How to get a minimum substring using the sliding window algorithm?

For a given string, to get the minimum substring that contains all the characters we want is not easy to do. When screening through the string, we always use an algorithm called “sliding window” which uses two pointers to locate the substring. In this post, I’ll introduce this algorithm by solving this problem together: minimum window substring.

Problem Description

Given two strings s and t, return the minimum window in s which will contain all the characters in t. If there is no such window in s that covers all characters in t, return the empty string "".

Note that If there is such a window, it is guaranteed that there will always be only one unique minimum window in s.

Example 1:

Input: s = "ADOBECODEBANC", t = "ABC"
Output: "BANC"

Example 2:

Input: s = "a", t = "a"
Output: "a"

Before solving this problem, let’s take a look at the Sliding Window algorithm.

Sliding Window Algorithm

The Sliding Window algorithm is to form a “window” in data, this window will slide around the data to grasp the part as desired.
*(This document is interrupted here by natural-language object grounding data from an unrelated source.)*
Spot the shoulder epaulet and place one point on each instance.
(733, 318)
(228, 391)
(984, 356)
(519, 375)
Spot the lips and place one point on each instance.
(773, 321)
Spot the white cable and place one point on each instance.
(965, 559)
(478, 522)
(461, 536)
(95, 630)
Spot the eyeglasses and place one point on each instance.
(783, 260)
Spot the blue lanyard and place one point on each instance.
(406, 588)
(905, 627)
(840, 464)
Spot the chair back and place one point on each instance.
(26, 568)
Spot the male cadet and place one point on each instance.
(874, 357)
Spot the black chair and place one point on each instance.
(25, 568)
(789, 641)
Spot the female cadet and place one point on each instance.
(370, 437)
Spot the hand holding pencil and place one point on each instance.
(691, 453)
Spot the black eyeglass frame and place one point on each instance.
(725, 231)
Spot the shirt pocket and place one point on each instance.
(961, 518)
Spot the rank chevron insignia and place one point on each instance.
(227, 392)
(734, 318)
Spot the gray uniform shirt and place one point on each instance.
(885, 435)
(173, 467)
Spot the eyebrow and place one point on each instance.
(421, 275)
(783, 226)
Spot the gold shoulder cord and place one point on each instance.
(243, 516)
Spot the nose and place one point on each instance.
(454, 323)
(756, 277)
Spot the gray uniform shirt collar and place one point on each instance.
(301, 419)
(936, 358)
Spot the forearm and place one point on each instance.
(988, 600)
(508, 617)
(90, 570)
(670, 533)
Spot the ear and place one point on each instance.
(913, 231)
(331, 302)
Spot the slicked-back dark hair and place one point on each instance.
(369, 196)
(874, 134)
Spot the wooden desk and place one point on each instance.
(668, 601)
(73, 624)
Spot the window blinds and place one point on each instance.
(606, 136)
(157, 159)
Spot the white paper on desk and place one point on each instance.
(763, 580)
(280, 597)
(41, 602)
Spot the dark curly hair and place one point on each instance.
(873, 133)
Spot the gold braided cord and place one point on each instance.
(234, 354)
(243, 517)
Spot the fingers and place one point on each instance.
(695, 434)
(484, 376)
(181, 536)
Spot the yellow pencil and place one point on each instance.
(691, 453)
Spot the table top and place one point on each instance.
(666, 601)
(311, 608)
One classic example is to find the window sum of a list. For the given array and integer k, move the window at each iteration from the start of the array, find the sum of elements inside the window at each move. For example, when Input array=[1,2,7,5,8], k = 3, Output：[10,14,20] . We can form a window with size k, after calculating the sum of the current window, we move the window to it’s right until we met the end of the array. The following graph will help illustrate how it works:

Solution

To find the substring of string s that contains all characters from the string t, we can have a window in string s to help. The window is defined by two pointers: the left and right pointer. The substring starting from index left ends at index right is the minimum substring as desired. The key point is: how does the window slide in the string? That depends on how and when does the left and right pointers move:

• The right pointer is responsible for finding a substring that has all the characters of string t.
• The left pointer is contacting the substring to make sure the current substring has the minimum length. We only move the left pointer if the current substring has all the characters of string t.

When the right pointer meets the end of string s, meaning that we’ve looked through all the substrings. Finally, the substring between the left and right pointer is the result we want.
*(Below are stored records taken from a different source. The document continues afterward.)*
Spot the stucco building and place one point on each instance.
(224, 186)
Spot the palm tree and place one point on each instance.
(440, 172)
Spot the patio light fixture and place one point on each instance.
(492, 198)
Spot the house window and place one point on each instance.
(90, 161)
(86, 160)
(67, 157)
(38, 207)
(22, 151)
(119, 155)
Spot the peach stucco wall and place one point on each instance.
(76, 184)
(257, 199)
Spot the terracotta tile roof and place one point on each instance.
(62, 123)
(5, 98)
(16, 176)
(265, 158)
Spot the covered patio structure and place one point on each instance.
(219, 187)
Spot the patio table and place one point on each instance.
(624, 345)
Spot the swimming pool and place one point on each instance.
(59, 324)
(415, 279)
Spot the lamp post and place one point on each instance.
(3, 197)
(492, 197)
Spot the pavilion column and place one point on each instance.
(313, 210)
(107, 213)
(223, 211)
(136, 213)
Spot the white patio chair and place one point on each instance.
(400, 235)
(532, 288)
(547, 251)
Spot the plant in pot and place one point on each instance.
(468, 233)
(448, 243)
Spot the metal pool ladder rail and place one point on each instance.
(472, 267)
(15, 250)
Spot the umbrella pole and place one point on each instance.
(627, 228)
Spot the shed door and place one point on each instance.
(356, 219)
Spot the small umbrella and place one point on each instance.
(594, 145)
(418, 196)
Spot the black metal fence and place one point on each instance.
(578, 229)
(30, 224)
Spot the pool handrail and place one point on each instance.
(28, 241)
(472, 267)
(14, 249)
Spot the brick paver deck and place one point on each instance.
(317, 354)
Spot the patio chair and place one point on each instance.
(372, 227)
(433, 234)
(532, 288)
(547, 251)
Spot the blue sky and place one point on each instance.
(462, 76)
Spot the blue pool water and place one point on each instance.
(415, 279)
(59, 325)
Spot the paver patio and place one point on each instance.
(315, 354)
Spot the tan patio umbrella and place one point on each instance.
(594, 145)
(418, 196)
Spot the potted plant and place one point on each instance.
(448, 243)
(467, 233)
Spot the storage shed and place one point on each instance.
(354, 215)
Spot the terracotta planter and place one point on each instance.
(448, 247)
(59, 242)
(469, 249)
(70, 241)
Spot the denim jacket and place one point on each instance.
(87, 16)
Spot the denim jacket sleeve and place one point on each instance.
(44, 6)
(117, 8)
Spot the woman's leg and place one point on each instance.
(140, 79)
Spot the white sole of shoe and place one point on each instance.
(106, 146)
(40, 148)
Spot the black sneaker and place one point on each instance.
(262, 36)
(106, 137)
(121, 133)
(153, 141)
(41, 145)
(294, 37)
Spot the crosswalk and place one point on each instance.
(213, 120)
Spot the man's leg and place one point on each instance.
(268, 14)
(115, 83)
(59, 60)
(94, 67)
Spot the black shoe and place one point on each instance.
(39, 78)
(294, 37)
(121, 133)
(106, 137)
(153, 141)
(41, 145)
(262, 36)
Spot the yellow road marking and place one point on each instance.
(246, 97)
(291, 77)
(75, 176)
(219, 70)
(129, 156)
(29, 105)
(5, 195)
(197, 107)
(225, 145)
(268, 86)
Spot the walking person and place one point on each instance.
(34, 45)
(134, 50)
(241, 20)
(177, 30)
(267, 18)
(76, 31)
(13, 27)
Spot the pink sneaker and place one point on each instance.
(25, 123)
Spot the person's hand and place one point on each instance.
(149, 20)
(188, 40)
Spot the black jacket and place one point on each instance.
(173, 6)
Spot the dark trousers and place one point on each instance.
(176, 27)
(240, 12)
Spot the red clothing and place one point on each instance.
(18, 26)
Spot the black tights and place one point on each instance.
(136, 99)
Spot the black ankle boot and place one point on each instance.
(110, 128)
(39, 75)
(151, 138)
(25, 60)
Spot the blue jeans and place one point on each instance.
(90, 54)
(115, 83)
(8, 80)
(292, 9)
Let’s go over the steps together to see how the sliding window algorithm works on this problem. Assume we are given the string s = "ABAACBAB", t = "ABC"

Step 1:

Initialize the left and right pointers, they all begin from the first character of the string s.

Step 2:

We gradually move the right pointer to its right, until it forms a valid window that contains all the characters of string t, records the current window.

Step 3:

Now move the left pointer to its right, if we find the smaller window, we update the result with a smaller size.

Step 4:

We gradually move the left pointer until we find out that the current window is no longer valid(the current window doesn't contain all the characters of string t), we repeat step 1 to find a new valid window.

Step 5:

Repeat step 3 to contact the window and update the result with the smaller size.

Step 6:

Right pointer meets the end, done. And we’ve found the minimum substring.

Code

    def minWindow(self, s: str, t: str) -> str:
        
        if not s or not t:
            return ''
       #assign two pointers        
       left, right = 0, 0
        
        dict_t = Counter(t)
        required = len(dict_t)
        formed = 0 
        window_counts = {}
        ans = float("inf"), None, None
        
#move the right pointer to find the window       
        while right < len(s):
            char = s[right]
            window_counts[char] = window_counts.get(char, 0) + 1
            
            if char in dict_t and window_counts[char] == dict_t[char]:
                formed += 1
            
            #move the left pointer to contact the window
            while left <= right and formed == required:
                char = s[left]
                
                if right - left + 1 < ans[0]:
                    ans = (right -left+1, left, right)
                    
                window_counts[char] -= 1
                
                if char in dict_t and window_counts[char] < dict_t[char]:
                    formed -= 1
                
                left += 1
            
            right += 1
            
        return "" if ans[0] == float('inf') else s[ans[1]:ans[2]+1]

Complexity Analysis

• Time complexity: O(|S| + |T|)O(∣S∣+∣T∣) where |S| and |T| represent the lengths of strings s and t.
• Space complexity: O(∣S∣+∣T∣) due to it creates two dictionaries to tell whether the current window is valid or not.